Addressing potential customer concerns, Shelton discusses the importance of data security and the logistical challenges related to network costs. Inflection AI ensures that sensitive data remains under the company’s control by allowing compute operations to stay proximate to data storage locations, thereby mitigating security risks and reducing data transfer costs.
Notable Quote:
“They worry about security of their data... they want the compute to be right there wherever the data is being stored.” — Ted Shelton (07:44)
The episode concludes with Keith Newman and Ted Shelton acknowledging the dynamic and challenging journey ahead for Inflection AI. Shelton remains optimistic about the company’s trajectory, emphasizing the transformative potential of their enterprise-focused AI solutions.
Notable Quote:
“It will be a wild ride.” — Ted Shelton (08:29)
Strategic Pivot: Inflection AI’s shift from consumer to enterprise AI underscores a focus on delivering tailored, scalable solutions for businesses.
Seamless Infrastructure: Embracing heterogeneous architectures allows Inflection AI to deploy across various platforms, enhancing flexibility and performance.
Sovereign AI: Ownership and customization of AI systems are pivotal for enterprises seeking security, cost-efficiency, and personalized applications.
Comprehensive Services: Inflection AI offers end-to-end solutions, from model building to infrastructure management and application development.
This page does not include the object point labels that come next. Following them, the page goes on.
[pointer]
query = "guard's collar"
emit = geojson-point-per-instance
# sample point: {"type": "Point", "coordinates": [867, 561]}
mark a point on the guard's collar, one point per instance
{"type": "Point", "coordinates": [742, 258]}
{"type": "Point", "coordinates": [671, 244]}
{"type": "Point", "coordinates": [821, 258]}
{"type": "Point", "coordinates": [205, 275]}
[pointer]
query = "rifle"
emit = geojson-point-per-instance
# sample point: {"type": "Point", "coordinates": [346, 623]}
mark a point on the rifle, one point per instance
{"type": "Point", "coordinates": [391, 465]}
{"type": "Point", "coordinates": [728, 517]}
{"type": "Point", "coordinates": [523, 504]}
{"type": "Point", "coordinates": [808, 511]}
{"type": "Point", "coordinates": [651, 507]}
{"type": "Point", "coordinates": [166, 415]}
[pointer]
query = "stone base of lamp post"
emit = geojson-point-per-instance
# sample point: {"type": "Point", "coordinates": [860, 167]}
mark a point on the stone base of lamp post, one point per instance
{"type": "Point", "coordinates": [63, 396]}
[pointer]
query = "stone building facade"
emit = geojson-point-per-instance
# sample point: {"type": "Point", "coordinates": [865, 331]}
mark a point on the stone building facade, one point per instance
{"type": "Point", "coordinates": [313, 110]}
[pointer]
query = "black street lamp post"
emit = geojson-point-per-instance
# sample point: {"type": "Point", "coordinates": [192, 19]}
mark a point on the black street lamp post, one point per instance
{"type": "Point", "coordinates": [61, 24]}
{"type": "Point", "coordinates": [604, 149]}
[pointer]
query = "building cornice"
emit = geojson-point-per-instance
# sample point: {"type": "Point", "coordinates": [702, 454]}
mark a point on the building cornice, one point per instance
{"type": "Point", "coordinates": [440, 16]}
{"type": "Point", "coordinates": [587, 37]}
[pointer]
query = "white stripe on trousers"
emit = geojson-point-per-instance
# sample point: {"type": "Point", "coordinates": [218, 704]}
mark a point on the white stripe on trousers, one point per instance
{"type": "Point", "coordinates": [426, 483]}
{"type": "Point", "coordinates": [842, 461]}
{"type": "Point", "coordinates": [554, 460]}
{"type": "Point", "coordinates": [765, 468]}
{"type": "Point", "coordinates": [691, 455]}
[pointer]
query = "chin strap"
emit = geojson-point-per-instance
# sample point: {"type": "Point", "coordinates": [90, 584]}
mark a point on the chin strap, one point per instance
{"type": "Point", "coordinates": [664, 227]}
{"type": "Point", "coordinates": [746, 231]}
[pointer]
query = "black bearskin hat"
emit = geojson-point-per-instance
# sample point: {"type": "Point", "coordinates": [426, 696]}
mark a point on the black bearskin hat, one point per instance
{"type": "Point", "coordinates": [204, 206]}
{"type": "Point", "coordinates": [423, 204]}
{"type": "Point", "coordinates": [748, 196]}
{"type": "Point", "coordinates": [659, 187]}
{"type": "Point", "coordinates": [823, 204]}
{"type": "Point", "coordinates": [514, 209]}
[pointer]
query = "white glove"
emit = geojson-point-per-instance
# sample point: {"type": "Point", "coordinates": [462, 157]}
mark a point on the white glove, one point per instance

Practical Impact: Real-world use cases, such as optimizing supply chain responses, demonstrate the tangible benefits of Inflection AI’s technology.
Data Security: Ensuring data remains within the control of the enterprise while optimizing compute locations is crucial for adoption.
This episode provides a comprehensive look into how Inflection AI is navigating the complexities of enterprise AI, offering insights into their innovative approaches to scaling beyond traditional GPU dependencies and catering to the nuanced needs of businesses in the evolving AI landscape.